This is a question that we get often from clients and potential clients. What’s the fuss with the sequencing of these three words? After all, there will be an Extract (E) from the source system; the extracted data will undergo a Transformation (T) process; and all this will undergo a Load (L) process into the target system. So why does it matter if the L goes before the T? The answer lies in the setup of the infrastructure to accomplish this process.
In a typical reporting system implementation, the source system is built before the reporting solution. As a result, the source system is optimized to perform the tasks it was meant to, and not much else. This is mainly because either reporting requirements were not considered at the time of system creation, or the requirements didn’t evolve enough to build out the reporting system.
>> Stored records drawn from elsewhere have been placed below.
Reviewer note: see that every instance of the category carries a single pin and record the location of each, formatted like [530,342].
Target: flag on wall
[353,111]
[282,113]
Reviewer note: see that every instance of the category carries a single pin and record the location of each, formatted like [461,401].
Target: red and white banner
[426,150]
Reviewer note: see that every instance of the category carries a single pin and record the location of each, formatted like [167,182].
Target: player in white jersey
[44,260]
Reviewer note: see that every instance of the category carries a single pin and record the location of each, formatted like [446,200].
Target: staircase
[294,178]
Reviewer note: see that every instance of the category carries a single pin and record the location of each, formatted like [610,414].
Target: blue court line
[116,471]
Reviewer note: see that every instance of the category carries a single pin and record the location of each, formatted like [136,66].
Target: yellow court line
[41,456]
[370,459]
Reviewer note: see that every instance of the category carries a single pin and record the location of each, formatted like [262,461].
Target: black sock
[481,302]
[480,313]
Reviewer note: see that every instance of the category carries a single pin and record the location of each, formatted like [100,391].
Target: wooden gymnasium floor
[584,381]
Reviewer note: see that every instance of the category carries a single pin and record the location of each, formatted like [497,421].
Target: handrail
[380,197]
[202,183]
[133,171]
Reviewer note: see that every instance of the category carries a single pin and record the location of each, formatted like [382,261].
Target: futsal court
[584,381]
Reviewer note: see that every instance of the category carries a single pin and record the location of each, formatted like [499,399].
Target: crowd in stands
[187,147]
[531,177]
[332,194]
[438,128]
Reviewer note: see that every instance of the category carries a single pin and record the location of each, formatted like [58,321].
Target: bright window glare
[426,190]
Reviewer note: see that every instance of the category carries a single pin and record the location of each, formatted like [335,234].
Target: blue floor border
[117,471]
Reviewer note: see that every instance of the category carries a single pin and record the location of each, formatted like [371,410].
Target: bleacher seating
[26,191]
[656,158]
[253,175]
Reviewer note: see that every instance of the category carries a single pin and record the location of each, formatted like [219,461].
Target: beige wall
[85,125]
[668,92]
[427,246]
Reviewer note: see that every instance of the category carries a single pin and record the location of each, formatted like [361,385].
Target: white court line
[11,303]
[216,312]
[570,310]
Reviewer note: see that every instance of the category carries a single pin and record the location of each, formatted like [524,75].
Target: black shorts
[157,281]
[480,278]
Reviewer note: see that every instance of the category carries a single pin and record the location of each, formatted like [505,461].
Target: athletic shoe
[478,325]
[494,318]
Examples of such source systems are Customer Relationship Management (CRM), or transactional systems (OLTP). So, in other words, when a new system is added to the environment, the source system cannot be touched, lest the entire environment ends up rebuilt from scratch. As a result, the reporting or analysis system is an add-on, with no load added to the source system. Tools like Oracle Golden Gate are popular in the extraction stage for this kind of traditional environment, since they essentially read the log files of the source system to glean the data that is to be extracted, thus putting no load on the source system whatsoever.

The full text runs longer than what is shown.